The underground hideout of a famous concentration camp victim who escaped the notorious Treblinka Nazi death camp twice has been uncovered after nearly 75 years.
The secret hideaway was so well hidden in a barn that even the owner Joanna Bak, from the town of Otwock, near the Polish capital city of Warsaw, had no idea it was there and had always believed the man her grandparents rescued had been hidden in the attic.
She made the discovery of the real hiding place as she cleared out the old barn which was set for demolition to make way for a new motorway.
Ms Bak, whose grandparents saved their Jewish friend from the Nazis by hiding him in their home during World War II, found the hiding place after opening up a wooden box.
At the bottom she spotted a wooden flap which she lifted up to reveal a rickety old ladder leading down to a secret underground hideout.
She quickly realised it had been built by her grandparents Sabina and Aleksander Smolak, who hid their Jewish friend Moshe Bajtel from the Germans during WWII.
Mateusz Szpytma, the deputy president of the Polish Institute of National Remembrance (IPN), said: “It was a real shock for her because the family has always believed that Moshe Bajtel was hidden in the attic.”
Lukasz Kubacki, from the Museum of Polish History in Warsaw, added: “When we found the cover to the hideout it came away in our hands as it was so old. We managed to recover some fragments of the ladder but it had also mostly rotted away.
“The discovery of something like is hugely significant, particularly because of the person who was hidden there.”

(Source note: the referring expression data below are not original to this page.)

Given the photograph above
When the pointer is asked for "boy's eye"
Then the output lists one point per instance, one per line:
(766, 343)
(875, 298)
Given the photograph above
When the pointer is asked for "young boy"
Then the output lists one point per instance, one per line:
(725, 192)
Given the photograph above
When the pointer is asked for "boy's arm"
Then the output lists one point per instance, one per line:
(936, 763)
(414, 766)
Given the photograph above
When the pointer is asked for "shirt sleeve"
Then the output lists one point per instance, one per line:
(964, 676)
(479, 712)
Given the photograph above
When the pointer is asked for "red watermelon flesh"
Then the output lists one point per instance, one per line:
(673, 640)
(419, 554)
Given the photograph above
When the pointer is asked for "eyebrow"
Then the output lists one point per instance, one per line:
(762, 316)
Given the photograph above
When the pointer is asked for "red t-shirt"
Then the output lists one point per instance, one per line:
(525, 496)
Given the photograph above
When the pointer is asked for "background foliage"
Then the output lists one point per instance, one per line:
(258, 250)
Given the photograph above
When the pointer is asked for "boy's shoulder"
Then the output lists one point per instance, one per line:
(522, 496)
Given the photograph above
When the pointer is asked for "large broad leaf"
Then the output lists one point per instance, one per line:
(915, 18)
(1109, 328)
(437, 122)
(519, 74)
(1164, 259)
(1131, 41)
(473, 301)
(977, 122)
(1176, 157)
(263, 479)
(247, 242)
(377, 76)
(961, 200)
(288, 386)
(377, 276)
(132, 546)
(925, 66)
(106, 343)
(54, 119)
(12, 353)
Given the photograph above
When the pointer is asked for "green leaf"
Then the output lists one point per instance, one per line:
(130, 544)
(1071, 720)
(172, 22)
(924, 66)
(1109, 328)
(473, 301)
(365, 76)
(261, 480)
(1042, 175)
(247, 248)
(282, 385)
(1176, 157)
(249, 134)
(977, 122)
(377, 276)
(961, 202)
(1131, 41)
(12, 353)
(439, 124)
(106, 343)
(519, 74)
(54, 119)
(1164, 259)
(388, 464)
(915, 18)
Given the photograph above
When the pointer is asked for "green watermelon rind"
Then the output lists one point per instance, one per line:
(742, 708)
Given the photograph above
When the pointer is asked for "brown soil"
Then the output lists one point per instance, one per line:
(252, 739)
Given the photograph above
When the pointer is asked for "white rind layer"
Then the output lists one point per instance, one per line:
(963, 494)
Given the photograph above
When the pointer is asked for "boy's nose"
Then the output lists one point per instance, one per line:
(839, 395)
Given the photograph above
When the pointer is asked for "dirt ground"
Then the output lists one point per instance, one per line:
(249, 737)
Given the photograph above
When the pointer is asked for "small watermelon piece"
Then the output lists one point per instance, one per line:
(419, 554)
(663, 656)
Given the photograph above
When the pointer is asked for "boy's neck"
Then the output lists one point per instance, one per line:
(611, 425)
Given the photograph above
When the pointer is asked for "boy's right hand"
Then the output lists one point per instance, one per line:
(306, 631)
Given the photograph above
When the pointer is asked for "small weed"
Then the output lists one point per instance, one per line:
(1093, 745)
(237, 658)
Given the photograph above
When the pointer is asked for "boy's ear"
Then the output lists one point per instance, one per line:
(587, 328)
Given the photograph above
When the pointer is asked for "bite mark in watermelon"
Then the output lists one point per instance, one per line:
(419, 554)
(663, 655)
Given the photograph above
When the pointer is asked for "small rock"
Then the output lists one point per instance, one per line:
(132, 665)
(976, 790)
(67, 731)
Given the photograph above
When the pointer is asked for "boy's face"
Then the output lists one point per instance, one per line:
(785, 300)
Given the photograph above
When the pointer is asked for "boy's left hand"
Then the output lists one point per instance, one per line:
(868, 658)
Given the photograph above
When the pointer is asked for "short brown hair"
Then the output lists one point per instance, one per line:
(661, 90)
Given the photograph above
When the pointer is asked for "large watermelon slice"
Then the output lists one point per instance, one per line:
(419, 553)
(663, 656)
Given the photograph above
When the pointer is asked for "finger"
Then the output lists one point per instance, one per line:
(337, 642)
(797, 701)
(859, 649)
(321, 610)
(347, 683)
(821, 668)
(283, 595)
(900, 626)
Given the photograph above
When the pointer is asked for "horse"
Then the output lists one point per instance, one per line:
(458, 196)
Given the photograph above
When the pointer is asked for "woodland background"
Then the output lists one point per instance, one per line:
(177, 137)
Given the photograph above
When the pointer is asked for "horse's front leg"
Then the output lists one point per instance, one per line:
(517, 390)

To confirm the secret underground compartment was indeed the hiding place of Mr Bajtel, Ms Bak got in touch with his son.
She said: “He confirmed that he had heard about the hiding place from his father but he wasn’t sure where it was.
“Moshe escaped from Treblinka twice. He and his family were sent there from the Otwock ghetto, but he managed to escape from the camp when the electricity in the barbed wire surrounding the camp was switched off briefly.
“Unfortunately, he was caught again and sent back to Treblinka, but he managed to escape from the transport.”
Mr Bajtel, a tailor, had been friendly for years with his neighbour Aleksander Smolak, a blacksmith, who was not Jewish, and he asked him for help after he jumped from the train.
The Smolaks took him in and hid him in the attic of their home, even though they had a six-year-old daughter of their own.
Their house and blacksmith workshop stood near the main road between Warsaw and Lublin and Germans travelling on it would stop there for repairs.
Mr Bajtel hid with the Smolak family for two years until the liberation of the Treblinka camp in the summer of 1944.
Throughout that time, they provided him with food and clothing without requesting anything in return.
Aleksander and Sabina Smolak were recognised as ‘Righteous Among the Nations’ by the Yad Vashem World Holocaust Remembrance Centre in 2004.
Up to 900,000 Jews and 2,000 gypsies were killed by the Nazis at Treblinka between July 1942 and October 1943. Only Auschwitz had a higher death toll.